BERLIN (AP) _ With German compensation finally set to reach surviving Nazi-era slave laborers, industry and the government faced a long-simmering problem Thursday: making sure all victims get a chance

Thursday, May 31st 2001, 12:00 am

By: News On 6


BERLIN (AP) _ With German compensation finally set to reach surviving Nazi-era slave laborers, industry and the government faced a long-simmering problem Thursday: making sure all victims get a chance to apply.

Officials from Eastern Europe and the United States urged German lawmakers to extend an Aug. 11 deadline, a day after Parliament voted for the start of payouts from the $4.6 billion fund after more than two years of tough negotiations.

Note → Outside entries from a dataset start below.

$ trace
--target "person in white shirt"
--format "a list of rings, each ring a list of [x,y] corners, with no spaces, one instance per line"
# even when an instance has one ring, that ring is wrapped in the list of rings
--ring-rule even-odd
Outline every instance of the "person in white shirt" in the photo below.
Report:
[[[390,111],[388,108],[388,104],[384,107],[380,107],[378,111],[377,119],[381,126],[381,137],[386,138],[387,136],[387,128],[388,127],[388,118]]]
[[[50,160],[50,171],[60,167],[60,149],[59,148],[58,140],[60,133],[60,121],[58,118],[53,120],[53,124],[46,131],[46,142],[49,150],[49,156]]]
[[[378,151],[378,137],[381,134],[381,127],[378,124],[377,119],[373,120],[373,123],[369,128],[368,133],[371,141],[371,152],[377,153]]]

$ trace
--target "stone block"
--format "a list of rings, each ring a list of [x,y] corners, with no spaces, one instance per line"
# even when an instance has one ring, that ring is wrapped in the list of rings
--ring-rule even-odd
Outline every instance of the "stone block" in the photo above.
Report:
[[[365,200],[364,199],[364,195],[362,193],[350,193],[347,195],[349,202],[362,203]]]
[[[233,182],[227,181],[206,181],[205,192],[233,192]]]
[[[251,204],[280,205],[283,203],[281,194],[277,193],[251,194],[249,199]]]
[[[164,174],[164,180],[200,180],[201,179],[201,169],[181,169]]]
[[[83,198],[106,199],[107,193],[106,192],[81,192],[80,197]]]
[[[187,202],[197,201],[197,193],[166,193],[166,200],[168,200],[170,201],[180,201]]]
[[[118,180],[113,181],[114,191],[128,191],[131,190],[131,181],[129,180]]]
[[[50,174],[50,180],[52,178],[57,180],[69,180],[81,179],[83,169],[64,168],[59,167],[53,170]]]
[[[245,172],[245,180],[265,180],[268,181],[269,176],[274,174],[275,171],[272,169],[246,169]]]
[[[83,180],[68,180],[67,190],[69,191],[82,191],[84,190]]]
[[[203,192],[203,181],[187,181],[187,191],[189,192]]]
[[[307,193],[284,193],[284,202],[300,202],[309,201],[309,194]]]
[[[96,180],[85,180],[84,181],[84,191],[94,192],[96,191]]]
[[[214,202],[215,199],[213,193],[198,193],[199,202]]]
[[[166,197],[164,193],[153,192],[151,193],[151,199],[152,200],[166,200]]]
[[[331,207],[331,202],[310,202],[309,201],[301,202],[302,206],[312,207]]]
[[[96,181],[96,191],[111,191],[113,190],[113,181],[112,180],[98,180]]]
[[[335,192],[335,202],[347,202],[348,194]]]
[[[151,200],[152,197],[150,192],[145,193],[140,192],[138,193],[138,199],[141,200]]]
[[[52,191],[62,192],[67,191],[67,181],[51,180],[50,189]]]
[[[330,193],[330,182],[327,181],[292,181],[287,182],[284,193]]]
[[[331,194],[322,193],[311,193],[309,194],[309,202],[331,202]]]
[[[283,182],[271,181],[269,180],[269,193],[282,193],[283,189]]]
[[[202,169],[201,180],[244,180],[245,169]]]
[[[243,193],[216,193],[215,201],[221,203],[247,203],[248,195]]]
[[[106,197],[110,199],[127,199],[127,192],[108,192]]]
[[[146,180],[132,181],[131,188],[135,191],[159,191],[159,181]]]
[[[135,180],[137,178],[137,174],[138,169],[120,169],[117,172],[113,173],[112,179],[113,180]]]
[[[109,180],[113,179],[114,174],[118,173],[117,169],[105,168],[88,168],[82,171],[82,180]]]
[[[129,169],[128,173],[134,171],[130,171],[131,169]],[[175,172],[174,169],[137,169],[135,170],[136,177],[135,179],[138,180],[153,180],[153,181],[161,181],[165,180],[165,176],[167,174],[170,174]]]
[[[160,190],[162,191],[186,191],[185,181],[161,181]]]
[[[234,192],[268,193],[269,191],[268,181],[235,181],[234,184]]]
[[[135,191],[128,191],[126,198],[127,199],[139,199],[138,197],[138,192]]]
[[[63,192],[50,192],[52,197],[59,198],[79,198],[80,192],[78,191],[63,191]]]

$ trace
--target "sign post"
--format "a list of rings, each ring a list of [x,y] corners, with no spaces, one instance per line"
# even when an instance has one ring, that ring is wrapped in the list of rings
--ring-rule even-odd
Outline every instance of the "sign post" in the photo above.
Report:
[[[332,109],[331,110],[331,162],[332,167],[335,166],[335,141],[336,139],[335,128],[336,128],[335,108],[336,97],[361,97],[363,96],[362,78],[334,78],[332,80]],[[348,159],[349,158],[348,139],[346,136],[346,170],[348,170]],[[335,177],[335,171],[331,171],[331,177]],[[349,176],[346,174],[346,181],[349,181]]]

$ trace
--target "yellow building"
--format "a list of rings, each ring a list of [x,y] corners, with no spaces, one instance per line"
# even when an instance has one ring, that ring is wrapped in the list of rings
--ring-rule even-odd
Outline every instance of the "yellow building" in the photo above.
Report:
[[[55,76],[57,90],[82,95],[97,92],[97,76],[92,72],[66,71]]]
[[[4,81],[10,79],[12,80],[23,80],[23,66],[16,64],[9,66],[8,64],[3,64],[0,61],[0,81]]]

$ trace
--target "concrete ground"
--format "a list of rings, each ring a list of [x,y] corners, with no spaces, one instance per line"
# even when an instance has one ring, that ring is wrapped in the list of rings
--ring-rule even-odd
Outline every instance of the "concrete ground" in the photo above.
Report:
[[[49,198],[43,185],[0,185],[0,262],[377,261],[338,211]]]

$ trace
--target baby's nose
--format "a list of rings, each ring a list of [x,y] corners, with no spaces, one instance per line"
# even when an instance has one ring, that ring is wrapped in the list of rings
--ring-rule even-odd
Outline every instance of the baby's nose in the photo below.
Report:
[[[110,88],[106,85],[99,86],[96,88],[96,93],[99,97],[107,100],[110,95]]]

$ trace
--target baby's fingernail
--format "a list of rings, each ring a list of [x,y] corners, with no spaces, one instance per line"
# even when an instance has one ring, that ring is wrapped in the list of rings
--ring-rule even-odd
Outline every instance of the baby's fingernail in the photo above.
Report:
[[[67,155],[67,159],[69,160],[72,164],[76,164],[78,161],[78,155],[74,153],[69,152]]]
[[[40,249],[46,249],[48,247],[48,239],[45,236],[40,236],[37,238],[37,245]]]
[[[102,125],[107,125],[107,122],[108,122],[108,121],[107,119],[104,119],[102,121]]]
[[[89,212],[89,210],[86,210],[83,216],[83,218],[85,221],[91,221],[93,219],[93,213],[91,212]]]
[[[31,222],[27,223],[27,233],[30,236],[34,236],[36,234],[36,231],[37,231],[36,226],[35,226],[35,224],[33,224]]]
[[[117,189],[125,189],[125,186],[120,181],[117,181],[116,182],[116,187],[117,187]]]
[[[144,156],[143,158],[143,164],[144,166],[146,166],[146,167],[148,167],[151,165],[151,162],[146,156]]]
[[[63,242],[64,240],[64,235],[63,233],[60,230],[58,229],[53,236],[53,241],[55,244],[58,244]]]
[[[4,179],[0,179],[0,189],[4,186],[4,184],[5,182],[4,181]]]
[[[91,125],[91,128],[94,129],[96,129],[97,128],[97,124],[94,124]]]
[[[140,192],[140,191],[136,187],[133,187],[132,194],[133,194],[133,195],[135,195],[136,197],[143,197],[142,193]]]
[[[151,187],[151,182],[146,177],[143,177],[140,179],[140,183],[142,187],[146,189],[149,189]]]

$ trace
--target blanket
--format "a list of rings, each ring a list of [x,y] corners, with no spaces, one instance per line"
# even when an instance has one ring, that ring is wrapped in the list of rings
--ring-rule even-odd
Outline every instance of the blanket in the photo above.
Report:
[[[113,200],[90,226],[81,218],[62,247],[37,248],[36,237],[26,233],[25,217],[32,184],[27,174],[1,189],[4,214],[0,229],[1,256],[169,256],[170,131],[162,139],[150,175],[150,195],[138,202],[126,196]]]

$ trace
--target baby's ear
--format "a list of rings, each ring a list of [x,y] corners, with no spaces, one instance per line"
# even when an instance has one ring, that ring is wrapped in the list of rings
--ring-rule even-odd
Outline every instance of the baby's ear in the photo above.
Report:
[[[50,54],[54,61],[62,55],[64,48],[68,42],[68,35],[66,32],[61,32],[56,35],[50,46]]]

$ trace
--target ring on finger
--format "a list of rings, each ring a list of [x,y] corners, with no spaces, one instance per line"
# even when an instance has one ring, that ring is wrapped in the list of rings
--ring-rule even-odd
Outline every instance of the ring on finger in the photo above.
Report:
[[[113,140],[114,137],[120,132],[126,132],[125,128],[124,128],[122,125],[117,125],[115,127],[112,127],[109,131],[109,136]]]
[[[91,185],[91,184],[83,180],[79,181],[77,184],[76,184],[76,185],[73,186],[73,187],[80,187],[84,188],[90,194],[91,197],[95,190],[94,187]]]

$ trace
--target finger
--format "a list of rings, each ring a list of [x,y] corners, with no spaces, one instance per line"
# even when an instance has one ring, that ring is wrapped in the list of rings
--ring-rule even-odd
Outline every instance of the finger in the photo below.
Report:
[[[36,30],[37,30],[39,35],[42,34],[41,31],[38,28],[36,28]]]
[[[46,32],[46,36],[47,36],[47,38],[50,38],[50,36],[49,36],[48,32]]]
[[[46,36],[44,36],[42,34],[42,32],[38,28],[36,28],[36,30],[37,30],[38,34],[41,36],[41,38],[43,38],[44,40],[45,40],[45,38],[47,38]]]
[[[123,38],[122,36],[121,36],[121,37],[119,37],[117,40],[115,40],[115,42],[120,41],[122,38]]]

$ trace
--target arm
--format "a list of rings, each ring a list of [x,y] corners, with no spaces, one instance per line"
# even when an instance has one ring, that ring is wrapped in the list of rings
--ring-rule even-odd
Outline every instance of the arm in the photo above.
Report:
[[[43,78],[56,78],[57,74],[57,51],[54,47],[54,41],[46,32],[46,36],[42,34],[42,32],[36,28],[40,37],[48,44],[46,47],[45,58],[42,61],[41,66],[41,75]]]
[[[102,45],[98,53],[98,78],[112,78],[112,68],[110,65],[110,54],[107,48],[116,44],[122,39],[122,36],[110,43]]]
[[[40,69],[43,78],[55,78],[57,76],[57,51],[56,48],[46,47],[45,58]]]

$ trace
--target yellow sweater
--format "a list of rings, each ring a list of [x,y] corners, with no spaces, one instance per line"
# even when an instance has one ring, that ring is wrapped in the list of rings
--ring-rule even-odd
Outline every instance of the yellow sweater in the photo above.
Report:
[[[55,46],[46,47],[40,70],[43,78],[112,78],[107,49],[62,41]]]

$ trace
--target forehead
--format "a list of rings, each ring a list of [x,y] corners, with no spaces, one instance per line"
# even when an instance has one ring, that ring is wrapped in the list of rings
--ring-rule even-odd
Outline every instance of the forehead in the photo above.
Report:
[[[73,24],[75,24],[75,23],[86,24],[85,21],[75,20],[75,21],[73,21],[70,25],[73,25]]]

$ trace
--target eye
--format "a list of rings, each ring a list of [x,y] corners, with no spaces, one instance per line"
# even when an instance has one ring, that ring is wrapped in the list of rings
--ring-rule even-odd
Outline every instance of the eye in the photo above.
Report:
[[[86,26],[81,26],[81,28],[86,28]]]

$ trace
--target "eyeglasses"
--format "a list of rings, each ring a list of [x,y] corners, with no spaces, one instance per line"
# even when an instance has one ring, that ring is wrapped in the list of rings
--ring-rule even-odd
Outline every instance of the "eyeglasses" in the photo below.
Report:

Many of the more than 1 million people forced to work under inhumane conditions for the Nazi war economy live in remote parts of Eastern Europe or in South America, and advocates worry that some who had given up hope will need time to put together the proof needed to receive money.

``There are still a lot of dangers that could follow yesterday's happy solution,'' Poland's ambassador in Berlin, Jerzy Kranz, told German radio.

Payments to the aging survivors are expected to start in mid-June, but fund officials say it may take 18 months before the last victims see money from the fund, financed 50-50 by the German government and industry.

After the dismissal of virtually all U.S. lawsuits against German companies, Parliament removed the final legal hurdle Wednesday by declaring itself satisfied that German industry now has the ``legal peace'' it has demanded as its part of the deal.

That move kicks the machinery of the fund into full gear, but some crucial details _ including how many people are ultimately eligible for compensation _ remained unclear.

Kranz said Parliament may simply have to extend the Aug. 11 application deadline, a suggestion endorsed by the German government negotiator on slave labor, Otto Lambsdorff, as well as the United States.

``The United States would support such a change, which would improve the opportunity for victims to apply for payments,'' James Bindenagel, the State Department's envoy on Holocaust issues, said in a letter to German lawmaker Volker Beck, a fund trustee, that was released Thursday.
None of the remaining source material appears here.